L’accès à la technologie de l’information peut aider au lancement de petites compagnies et de groupes d’artisans dans les régions les plus pauvres et les plus isolées du monde afin de les relier aux circuits des marchés nationaux et même des marchés mondiaux.

La technologie de l’information permet de faire abstraction d’infrastructures médiocres de sorte que la distance qui sépare les marchés ne représente plus un inconvénient et les circuits de distribution peu efficaces deviennent ainsi une chose du passé.

Les TIC offrent la possibilité de fournir les services essentiels de santé et d’éducation de manière plus efficace car chacun y a accès depuis son domicile et sa communauté.

Les TIC peuvent aussi représenter une aide dans le domaine agricole, en donnant aux agriculteurs et aux communautés agricoles l’accès rapide à l’information météorologique, aux nouveaux marchés et aux nouvelles techniques de production, ce qui permet d’améliorer la productivité. Les commerçants et les entrepreneurs peuvent également tirer parti de l’information et des opportunités ainsi offertes pour promouvoir leurs affaires sur les plans national, régional et mondial.

Les TIC peuvent aussi être extrêmement efficaces dans l’amélioration de la gouvernance. Elles donnent la parole aux peuples des pays en développement qui jusqu’ici ont été isolés, invisibles et silencieux et leur permettent de s’exprimer indépendamment de leur sexe et de l’endroit où ils vivent.

Mais l’accès aux TIC n’a pas été équitable. L’utilisation de ces technologies et l’accès à celles-ci varient considérablement entre les pays, à l’intérieur des pays et également entre les zones urbaines et les zones rurales, entre les riches et les pauvres, entre les lettrés et les illettrés, entre les hommes et les femmes.

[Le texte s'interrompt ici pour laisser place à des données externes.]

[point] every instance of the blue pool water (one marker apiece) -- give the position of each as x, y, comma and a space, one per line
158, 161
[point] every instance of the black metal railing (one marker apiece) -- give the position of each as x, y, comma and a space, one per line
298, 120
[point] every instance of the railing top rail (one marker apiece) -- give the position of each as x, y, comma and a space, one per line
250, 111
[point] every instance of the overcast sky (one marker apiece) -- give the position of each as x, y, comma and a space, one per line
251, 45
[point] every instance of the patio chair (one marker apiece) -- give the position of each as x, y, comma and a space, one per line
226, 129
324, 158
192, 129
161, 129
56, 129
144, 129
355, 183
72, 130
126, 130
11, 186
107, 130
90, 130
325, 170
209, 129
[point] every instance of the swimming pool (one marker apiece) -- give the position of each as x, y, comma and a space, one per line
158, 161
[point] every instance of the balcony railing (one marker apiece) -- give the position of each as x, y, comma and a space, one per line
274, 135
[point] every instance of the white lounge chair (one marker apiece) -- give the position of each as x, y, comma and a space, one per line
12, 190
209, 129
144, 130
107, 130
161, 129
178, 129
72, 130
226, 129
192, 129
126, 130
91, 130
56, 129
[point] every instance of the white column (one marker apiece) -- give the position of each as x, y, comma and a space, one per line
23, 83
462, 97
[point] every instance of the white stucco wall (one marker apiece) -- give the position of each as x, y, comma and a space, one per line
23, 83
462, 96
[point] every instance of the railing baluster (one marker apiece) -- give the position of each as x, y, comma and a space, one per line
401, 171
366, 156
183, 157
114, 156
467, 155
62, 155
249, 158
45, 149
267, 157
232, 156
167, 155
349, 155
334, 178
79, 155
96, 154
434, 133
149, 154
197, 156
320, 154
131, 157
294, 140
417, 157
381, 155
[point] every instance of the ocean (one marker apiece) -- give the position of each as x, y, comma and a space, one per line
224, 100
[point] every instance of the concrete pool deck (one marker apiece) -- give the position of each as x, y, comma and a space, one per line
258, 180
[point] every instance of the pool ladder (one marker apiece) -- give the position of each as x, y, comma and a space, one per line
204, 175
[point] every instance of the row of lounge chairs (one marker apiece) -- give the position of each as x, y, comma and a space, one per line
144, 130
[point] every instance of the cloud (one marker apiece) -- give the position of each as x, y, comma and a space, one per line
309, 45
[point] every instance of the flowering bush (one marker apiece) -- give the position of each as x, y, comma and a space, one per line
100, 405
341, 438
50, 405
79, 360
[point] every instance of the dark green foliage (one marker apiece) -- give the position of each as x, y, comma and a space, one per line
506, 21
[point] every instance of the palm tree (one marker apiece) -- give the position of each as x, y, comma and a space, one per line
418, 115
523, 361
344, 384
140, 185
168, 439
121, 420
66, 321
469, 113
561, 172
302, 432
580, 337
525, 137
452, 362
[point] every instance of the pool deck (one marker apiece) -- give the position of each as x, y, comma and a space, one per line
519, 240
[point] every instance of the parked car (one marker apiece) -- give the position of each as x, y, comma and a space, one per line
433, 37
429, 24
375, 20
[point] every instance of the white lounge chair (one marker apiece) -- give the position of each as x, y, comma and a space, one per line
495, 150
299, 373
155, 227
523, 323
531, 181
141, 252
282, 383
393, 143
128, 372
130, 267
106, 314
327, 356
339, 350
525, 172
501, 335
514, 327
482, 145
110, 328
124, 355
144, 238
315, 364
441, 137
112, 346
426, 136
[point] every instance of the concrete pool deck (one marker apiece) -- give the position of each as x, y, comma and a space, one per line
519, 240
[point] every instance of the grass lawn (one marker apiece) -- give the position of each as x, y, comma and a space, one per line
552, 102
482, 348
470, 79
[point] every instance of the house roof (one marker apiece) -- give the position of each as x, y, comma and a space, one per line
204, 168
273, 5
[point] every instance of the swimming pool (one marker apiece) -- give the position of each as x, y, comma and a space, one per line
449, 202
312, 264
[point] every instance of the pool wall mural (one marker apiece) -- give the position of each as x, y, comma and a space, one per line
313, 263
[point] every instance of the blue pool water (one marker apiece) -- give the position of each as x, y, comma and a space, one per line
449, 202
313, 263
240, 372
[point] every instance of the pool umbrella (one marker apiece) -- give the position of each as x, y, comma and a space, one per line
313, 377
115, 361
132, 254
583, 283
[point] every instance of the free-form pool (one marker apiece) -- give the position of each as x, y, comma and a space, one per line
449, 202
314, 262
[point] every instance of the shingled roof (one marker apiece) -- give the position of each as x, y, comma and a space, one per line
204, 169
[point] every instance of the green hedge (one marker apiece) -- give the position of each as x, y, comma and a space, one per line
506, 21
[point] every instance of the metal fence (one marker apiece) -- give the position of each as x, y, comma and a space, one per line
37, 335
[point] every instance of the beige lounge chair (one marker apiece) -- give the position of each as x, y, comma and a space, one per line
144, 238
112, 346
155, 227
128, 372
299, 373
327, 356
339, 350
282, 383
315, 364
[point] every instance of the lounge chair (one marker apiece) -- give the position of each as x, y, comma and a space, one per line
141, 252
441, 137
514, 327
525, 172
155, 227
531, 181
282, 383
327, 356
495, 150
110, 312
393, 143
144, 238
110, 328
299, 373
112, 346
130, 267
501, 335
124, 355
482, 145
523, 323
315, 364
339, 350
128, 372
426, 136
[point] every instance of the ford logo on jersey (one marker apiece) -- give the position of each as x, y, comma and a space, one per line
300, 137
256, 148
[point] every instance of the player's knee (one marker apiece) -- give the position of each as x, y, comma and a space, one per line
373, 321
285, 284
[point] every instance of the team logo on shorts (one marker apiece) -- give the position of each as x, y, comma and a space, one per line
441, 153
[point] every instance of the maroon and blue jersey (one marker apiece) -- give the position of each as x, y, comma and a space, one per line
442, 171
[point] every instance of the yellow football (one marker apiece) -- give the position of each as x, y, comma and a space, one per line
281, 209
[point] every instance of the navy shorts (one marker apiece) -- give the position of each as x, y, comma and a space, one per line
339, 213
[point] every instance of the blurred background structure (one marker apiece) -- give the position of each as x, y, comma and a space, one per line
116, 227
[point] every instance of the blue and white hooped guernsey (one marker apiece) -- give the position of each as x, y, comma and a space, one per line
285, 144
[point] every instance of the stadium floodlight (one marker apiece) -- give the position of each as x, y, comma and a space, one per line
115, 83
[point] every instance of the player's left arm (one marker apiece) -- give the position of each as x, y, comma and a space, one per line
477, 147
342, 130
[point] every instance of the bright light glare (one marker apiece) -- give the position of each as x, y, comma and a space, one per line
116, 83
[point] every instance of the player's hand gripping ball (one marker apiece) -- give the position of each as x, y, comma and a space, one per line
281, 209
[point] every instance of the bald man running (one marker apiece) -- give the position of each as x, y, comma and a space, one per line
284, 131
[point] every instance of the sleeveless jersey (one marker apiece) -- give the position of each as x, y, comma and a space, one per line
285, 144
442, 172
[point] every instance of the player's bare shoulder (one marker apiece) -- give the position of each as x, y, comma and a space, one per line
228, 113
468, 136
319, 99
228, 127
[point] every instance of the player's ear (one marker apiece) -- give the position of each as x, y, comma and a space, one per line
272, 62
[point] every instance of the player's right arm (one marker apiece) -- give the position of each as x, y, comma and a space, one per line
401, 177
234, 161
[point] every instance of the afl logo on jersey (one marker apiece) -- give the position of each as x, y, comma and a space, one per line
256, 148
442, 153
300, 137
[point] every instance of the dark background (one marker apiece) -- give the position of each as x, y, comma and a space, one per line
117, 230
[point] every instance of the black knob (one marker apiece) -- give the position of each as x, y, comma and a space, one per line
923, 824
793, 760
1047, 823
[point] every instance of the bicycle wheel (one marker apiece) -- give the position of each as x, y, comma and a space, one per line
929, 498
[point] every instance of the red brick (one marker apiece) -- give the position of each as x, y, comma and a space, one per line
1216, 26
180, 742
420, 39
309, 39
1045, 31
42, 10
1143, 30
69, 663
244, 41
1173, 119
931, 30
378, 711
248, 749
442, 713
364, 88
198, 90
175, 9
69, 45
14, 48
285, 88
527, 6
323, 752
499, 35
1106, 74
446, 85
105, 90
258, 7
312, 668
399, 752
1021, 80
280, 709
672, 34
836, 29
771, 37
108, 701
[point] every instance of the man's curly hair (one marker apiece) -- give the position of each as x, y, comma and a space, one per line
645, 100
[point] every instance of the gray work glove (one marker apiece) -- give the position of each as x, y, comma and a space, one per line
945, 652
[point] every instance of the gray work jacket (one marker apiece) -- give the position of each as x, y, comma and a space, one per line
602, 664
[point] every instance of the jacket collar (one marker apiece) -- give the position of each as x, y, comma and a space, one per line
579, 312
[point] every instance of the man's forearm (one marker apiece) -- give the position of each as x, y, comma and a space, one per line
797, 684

Beaucoup d’efforts ont déjà été faits en matière de technologie, mais pour que l’ensemble de l’humanité tire parti des TIC, les gouvernements et la société civile doivent en faire davantage. La technologie n’est que le début et représente dans un sens la partie facile. La partie difficile concerne la manière dont la technologie est utilisée dans les domaines moins tangibles de la politique, des affaires, de la culture et du droit.

Pour traiter ce sujet complexe, les Membres de l’UIT ont choisi cette année comme thème pour la Journée mondiale des télécommunications : Technologies de l’information et de la communication pour tous : donner à chacun le moyen de franchir le fossé numérique.

Compte tenu du potentiel énorme des TIC pour le développement socio-économique, il importe que les chances d’accéder aux TIC soient données à tous ceux qui n’ont pu jusqu’ici participer entièrement à une économie numérique fondée sur la connaissance.

Nous devons utiliser le potentiel des TIC de telle manière que les peuples puissent améliorer leurs conditions économiques, sociales et culturelles. Nous avons besoin que les gouvernements s’engagent fermement dans des stratégies qui accélèrent la généralisation de l’accès aux TIC. Cela est crucial pour le succès de toute initiative de développement et pour l’avenir de millions de personnes dans le monde qui jusqu’ici n’ont jamais entendu une tonalité de numérotation. La tâche est énorme, mais nous devons l’accomplir si nous voulons tenir les promesses de la société de l’information.